Untuk mengembangkan hal itu, Pemkab menyediakan lahan untuk menanam dan memberikan bibit tanaman jarak yang berkualitas dengan harapan menghasilkan energi nabati sehingga kebutuhan BBN dapat terpenuhi pada tahun mendatang.
Pengembangannya tersebut, telah menyiapkan lahan seluas sepuluh haktare (Ha) di desa Padang Penaek, Kecamatan Mukomuko, dengan harapan tanaman tersebut terus berkembang.
Kabupaten yang berjarak kurang lebih 270 dari arah utara Kota Bengkulu merupakan wilayah pertanian dan perkebunan yang cukup berpotensi untuk dikembangkan.
"Pemkab telah mendirikan pabrik minyak jarak untuk mengoptimalkan kebutuhan BBN sehingga ke-depan diharapkan menjadi kabupaten penghasil energi nabati," ujarnya.

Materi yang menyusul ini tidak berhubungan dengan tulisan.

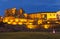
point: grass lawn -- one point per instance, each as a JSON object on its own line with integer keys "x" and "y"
{"x": 29, "y": 35}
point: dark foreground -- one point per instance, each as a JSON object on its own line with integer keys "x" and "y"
{"x": 29, "y": 35}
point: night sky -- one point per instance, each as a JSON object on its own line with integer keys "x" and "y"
{"x": 30, "y": 6}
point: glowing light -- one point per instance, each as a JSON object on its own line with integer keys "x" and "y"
{"x": 14, "y": 23}
{"x": 16, "y": 20}
{"x": 23, "y": 20}
{"x": 31, "y": 26}
{"x": 39, "y": 21}
{"x": 30, "y": 20}
{"x": 20, "y": 23}
{"x": 48, "y": 22}
{"x": 46, "y": 26}
{"x": 6, "y": 20}
{"x": 9, "y": 22}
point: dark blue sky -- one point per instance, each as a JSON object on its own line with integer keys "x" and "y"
{"x": 30, "y": 5}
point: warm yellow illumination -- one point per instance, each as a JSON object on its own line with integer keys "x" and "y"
{"x": 25, "y": 15}
{"x": 20, "y": 23}
{"x": 46, "y": 26}
{"x": 31, "y": 26}
{"x": 9, "y": 22}
{"x": 13, "y": 10}
{"x": 51, "y": 16}
{"x": 39, "y": 21}
{"x": 30, "y": 20}
{"x": 48, "y": 22}
{"x": 16, "y": 20}
{"x": 29, "y": 23}
{"x": 57, "y": 22}
{"x": 5, "y": 20}
{"x": 14, "y": 23}
{"x": 23, "y": 20}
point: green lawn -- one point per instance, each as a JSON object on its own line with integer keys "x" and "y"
{"x": 29, "y": 35}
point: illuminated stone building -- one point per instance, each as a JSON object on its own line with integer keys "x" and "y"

Luas kabupaten itu, mencapai empat kilometer persegi dengan jumlah penduduk yang tersebar di 15 kecamatan dan 151 desa/kelurahan 148.000 jiwa atau 33.218 kepala keluarga (KK)dengan mata pencarian sebagai petani 76 persen.
Untuk menunjang pengembangan tersebut, menurut dia, Pemkab telah menyediakan lahan dan bibit bagi masyarakat yang akan menanam tanaman penghasil energi nabati itu.
Hasil produksi dari tanaman masyarakat, Pemkab telah membangun pabrik Komoditas Jarak pagar agar buah yang dipanen dapat dijual.
BBN mentah yang dihasilkan dari mesin penggiling mencapai 300 liter per hari dan akan ditingkatkan pada tahun berikutnya.
"Buah Jarak akan dibeli dengan harga Rp3.000 per kilogram supaya tanaman masyarakat tersebut ada nilainya," ujarnya.